5) Glove box unit and right-side lower sound insulator.
6)Negative battery cable.
7)Refill cooling system.(how extacly do i do this?) (partially???):confused:
Perform the "Air Mix Valve Adjustment" procedure found later in this section.

Air Conditioning Programmer
Remove or disconnect:
1) Negative battery cable
2) Right-side sound insulator and glove-box unit.
3) Vacuum and electrical connectors from programmer.
4) Programmer from vehicle.
Install or connect:
1) Programmer to vehicle.
2) Vacuum and electrical connectors to programmer.
3) Right-side sound insulator and glove box unit.
4) Negative battery cable.

Air Mix Valve Adjustment(Actually, the book calls this "Air Mix Valve Actuators" but I think it's what the service manual meant - Cadillac
mechanics, does that sounds right?)
Remove or disconnect:
1)Glove box
2)Unsnap rod from the plastic retainer on the actuator arm.
3) Two (2) screws from actuator.
4)Electrical connector.
6) Check air mix door for free travel.
Install or connect:
1) Actuator.
2) Electrical connector.
3) Two (2) screw to actuator.
4) Snap rod to plastic retainer on actuator arm.
5) Glove box.
IMPORTANT: After the actuator(s) has been replaced, the actuator(s) need to be recalibrated for proper travel. The ignition must be cycled ON
for 3 minutes to allow the programmer and the actuator(s) to recalibrate for proper travel.
up there in red how do i partially drain/refill the coolant? what the procedure? please respond i know you guys are excellent on this forum thats why i only come here for advice. TIA ALOT!:thumbsup:
i hate to bump this so quick but im lookin for a answer b4 i leave work......its REALLY cold outisde and i really wanna knock this out today any advice would be greatly appreciated.
Heater cores usually do not just "crap out". They slowly clog or start to leak. If you are suddenly getting no heat, I would suspect a different problem. Is the blower working? That is a far more common problem. Been there, done that.
The blower was just replaced and it was blowing only cold air. so i drained the coolant reconnect that hose then popped out the sound insulator and the glovebox just to discover that the damn bland door got stuck...AARRGgghh. so i disabled the blend door from staying on the cold side and i now have heat and am takin back the heater core today. DOH!
Was the air mix door linkage disconnected or is the actuator bad?
the actuator is bad. it was totally stuck. for a quick fix i took the arm off and luckily it was spring loaded to the heat side (yeessssss). NOW when it gets warm again i will have to replace the actuator right? is that fairly easy/cheap? just a ballpark.
Whats a good way to keep the heater core from getting clogged?
And does flushing help?
Yup you'll have to R & R the actuator. I have never had to do one but it is kinda tight in there as you have already seen. Search for a post about actuators. I think Ewill3rd once talked about it. No idea on price.

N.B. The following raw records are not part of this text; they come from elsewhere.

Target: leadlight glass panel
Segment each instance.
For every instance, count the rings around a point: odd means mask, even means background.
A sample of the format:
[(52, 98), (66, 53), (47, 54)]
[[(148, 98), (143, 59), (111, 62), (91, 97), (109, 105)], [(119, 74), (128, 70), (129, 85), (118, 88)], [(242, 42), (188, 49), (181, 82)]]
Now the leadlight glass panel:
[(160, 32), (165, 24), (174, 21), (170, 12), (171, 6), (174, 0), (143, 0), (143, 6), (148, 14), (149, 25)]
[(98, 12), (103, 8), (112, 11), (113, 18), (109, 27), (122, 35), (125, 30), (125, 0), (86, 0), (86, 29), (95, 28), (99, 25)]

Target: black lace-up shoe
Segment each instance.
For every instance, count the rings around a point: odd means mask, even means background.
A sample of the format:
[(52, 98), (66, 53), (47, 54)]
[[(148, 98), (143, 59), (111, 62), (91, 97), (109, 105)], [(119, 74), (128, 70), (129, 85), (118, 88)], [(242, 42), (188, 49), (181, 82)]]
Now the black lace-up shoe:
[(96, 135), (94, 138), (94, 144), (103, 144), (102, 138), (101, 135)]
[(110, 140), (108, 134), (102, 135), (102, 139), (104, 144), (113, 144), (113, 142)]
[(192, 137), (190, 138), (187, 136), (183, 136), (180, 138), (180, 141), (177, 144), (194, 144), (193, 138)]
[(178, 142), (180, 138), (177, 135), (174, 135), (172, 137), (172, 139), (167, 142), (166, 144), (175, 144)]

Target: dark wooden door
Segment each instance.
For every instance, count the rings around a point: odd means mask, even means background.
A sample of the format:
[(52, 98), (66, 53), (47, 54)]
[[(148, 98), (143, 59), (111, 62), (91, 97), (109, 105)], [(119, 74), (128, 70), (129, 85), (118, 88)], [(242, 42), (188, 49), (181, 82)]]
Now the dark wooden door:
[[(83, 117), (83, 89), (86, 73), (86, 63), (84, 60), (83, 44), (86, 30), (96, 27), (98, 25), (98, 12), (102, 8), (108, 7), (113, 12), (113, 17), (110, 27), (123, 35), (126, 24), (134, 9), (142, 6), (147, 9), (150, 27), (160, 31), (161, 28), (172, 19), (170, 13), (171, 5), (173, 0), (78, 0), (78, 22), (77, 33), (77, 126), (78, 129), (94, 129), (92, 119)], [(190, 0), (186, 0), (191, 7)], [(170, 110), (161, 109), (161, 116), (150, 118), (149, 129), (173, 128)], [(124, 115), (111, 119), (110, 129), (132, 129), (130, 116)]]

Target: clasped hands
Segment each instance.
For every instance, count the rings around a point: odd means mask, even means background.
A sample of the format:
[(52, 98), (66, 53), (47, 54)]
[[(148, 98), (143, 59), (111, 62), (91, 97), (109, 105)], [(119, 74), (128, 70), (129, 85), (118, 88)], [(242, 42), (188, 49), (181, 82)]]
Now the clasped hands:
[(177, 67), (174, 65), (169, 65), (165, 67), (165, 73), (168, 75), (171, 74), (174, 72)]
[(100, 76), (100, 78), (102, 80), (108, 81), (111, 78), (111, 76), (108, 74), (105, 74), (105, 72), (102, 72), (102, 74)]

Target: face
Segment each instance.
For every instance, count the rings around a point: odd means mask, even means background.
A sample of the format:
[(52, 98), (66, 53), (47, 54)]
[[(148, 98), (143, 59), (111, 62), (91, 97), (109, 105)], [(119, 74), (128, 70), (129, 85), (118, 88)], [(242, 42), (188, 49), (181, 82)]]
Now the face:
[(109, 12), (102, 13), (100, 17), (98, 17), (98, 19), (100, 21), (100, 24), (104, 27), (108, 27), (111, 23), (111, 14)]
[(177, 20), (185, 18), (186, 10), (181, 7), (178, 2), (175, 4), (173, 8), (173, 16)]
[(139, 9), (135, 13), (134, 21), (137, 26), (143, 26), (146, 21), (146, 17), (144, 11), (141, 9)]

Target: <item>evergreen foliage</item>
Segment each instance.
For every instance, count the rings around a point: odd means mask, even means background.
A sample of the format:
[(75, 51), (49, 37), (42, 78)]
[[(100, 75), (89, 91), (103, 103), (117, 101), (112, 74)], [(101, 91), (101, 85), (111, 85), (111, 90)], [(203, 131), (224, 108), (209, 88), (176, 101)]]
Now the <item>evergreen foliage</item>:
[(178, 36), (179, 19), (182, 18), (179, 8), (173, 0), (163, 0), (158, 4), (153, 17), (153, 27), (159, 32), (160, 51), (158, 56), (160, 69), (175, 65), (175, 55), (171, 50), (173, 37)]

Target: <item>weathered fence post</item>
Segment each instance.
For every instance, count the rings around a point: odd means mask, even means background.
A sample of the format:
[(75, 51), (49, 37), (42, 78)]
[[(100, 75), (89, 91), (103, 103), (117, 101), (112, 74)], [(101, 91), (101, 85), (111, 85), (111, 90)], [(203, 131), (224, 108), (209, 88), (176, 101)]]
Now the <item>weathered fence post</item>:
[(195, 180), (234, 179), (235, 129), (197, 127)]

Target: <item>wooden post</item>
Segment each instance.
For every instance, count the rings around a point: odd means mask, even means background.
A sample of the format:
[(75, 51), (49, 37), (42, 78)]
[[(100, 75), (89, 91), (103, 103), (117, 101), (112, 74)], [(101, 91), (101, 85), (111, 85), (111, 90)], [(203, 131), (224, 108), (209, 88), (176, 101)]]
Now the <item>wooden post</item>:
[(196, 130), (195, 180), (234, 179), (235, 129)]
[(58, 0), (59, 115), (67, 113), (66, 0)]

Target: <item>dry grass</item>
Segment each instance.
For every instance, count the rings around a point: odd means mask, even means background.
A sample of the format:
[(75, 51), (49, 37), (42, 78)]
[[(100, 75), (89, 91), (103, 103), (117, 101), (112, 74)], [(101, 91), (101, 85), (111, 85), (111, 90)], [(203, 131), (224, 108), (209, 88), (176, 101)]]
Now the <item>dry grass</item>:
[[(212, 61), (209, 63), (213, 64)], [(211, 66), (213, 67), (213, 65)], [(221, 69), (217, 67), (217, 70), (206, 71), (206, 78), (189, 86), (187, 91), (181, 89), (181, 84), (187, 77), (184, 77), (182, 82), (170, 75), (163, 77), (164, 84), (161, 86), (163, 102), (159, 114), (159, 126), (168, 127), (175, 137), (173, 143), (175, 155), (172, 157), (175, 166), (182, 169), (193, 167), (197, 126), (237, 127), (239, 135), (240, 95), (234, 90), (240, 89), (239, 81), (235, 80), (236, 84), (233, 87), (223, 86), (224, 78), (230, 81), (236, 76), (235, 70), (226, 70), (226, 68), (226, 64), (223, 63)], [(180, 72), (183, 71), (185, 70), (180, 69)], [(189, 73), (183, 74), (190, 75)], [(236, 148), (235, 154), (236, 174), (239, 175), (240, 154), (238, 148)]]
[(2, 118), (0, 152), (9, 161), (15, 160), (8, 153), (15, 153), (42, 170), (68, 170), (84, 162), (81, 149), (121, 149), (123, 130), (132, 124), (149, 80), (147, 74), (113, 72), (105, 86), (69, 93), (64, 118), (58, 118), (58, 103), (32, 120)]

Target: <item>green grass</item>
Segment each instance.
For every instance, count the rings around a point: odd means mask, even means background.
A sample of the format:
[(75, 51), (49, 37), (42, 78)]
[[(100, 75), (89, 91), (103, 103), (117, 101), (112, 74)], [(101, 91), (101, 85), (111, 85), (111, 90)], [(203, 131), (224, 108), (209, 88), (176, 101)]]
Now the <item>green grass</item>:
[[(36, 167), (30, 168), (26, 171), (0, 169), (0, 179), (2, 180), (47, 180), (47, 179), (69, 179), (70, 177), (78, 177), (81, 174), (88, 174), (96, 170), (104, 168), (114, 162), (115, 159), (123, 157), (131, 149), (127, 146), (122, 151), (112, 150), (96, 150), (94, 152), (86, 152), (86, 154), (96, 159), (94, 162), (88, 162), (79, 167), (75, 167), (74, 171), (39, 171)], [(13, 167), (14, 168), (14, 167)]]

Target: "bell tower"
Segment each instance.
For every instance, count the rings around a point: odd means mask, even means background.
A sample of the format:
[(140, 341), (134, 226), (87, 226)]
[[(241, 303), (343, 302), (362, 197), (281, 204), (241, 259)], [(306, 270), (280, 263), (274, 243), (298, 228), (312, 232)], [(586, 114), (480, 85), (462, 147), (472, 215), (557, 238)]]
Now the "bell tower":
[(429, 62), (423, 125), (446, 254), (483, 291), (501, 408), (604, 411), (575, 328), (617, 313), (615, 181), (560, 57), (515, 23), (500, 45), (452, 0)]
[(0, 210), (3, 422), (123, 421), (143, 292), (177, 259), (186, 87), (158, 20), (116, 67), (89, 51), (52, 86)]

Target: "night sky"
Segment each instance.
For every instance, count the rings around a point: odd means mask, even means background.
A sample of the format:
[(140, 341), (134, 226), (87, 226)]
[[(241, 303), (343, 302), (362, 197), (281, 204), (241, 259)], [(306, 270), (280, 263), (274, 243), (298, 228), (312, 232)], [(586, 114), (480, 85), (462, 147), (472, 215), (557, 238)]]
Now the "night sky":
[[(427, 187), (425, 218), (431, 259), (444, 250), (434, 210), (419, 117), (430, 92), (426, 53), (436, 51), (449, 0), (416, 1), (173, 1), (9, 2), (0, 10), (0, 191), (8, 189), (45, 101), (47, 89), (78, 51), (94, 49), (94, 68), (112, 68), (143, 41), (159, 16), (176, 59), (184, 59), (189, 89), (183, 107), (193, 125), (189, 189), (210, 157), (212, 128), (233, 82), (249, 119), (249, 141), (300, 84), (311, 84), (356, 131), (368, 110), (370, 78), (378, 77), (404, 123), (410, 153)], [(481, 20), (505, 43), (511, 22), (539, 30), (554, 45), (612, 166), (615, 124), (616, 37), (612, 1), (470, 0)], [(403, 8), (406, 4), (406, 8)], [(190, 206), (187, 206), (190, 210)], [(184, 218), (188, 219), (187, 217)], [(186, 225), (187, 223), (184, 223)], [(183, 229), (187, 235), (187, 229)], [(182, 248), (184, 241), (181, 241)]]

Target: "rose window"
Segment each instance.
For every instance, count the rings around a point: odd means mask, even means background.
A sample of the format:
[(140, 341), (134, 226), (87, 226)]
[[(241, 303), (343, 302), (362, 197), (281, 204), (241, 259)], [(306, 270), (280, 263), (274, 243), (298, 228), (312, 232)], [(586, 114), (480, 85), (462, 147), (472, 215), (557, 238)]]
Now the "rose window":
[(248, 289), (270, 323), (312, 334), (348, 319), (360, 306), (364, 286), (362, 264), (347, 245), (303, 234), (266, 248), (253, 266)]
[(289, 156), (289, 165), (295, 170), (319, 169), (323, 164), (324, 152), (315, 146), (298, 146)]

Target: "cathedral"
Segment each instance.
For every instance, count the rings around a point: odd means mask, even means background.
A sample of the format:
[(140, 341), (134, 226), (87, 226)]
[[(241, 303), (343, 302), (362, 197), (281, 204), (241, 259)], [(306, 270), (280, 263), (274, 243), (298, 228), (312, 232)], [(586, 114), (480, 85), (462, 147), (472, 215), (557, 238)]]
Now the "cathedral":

I have never had a clogged heater core yet, though I have read about some. I would think flushing is the best medicine.
HELP heater core replacemant

I'm prepairing to replace the heater core in my 96DeVille. Any one out there done it? Any pointers?? Near as I can see it shouldn't be too bad. Worst part is fittng myself under the dash!

Glove box out
Sound panel off

Looking to see how to get to the A/C programer. Does it come out then the bracket holding it?
What holds the heater core cover - actually which is the heater core cover. I'm guessing it comes off to the rt side not off into the cabin.